Laying down a path to walk in: enaction, design and multiscale interventions for change
Nov. 11, 2021, 9 a.m. UTC // Nov. 11, 2021, 9 a.m. in UTC
In this talk, I will suggest that enaction and an understanding of design can be constructively synthesised to provide a general account of how humans make ameliorative interventions on the conditions of their living across multiple scales. Enaction can help establish a sense of the interdependencies that obtain between individuals and collectives and how they interact, giving us a sense of the variety of conditions that feed into the configuration of our habitually organised lifeworlds for better or worse. Design, on the other hand, can offer an understanding of how to intervene at various scales such that we can redirect these conditions to enable the emergence of more convivial lifeworlds that are better suited to meet our individual and collective needs. When brought together, we see that change results substantially from a process of design involving the modification of spatiotemporally distributed constraints by some agent (individual or collective) to redirect the individuating tendencies of person-world systems towards novel habitual configurations.
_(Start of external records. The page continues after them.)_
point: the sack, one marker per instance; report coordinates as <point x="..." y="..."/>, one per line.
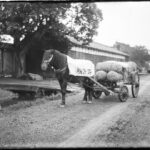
<point x="114" y="76"/>
<point x="100" y="75"/>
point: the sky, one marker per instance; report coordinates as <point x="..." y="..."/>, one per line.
<point x="125" y="22"/>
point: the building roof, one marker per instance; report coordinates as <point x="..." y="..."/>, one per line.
<point x="99" y="46"/>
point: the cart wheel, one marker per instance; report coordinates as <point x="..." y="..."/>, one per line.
<point x="96" y="94"/>
<point x="135" y="86"/>
<point x="123" y="94"/>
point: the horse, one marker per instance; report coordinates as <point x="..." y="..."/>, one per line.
<point x="58" y="62"/>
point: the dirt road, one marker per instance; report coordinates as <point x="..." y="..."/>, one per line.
<point x="105" y="122"/>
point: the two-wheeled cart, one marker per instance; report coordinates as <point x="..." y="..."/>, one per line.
<point x="121" y="88"/>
I will consider this process of redirection by reflecting on a number of different forms of design (everyday design, habit design, and identity design) that find emphasis at various scales of human living (individual, dyadic, collective), but are ultimately intertwined. I will then briefly suggest some implications of adopting this perspective. In recognising both our structural conditioning and our capacity for individual agency, and accounting for their reciprocal dependencies, it can help play a mediating role in normative discourses relating to the proper scale of interventions to address problems of human living (e.g., mental and public health, climate break down, education). Finally, I will suggest that this understanding points towards novel forms of ameliorative praxis to intervene at and across multiple scales, and can help inform responses to some of the challenges we presently face as embodied planetary subjects.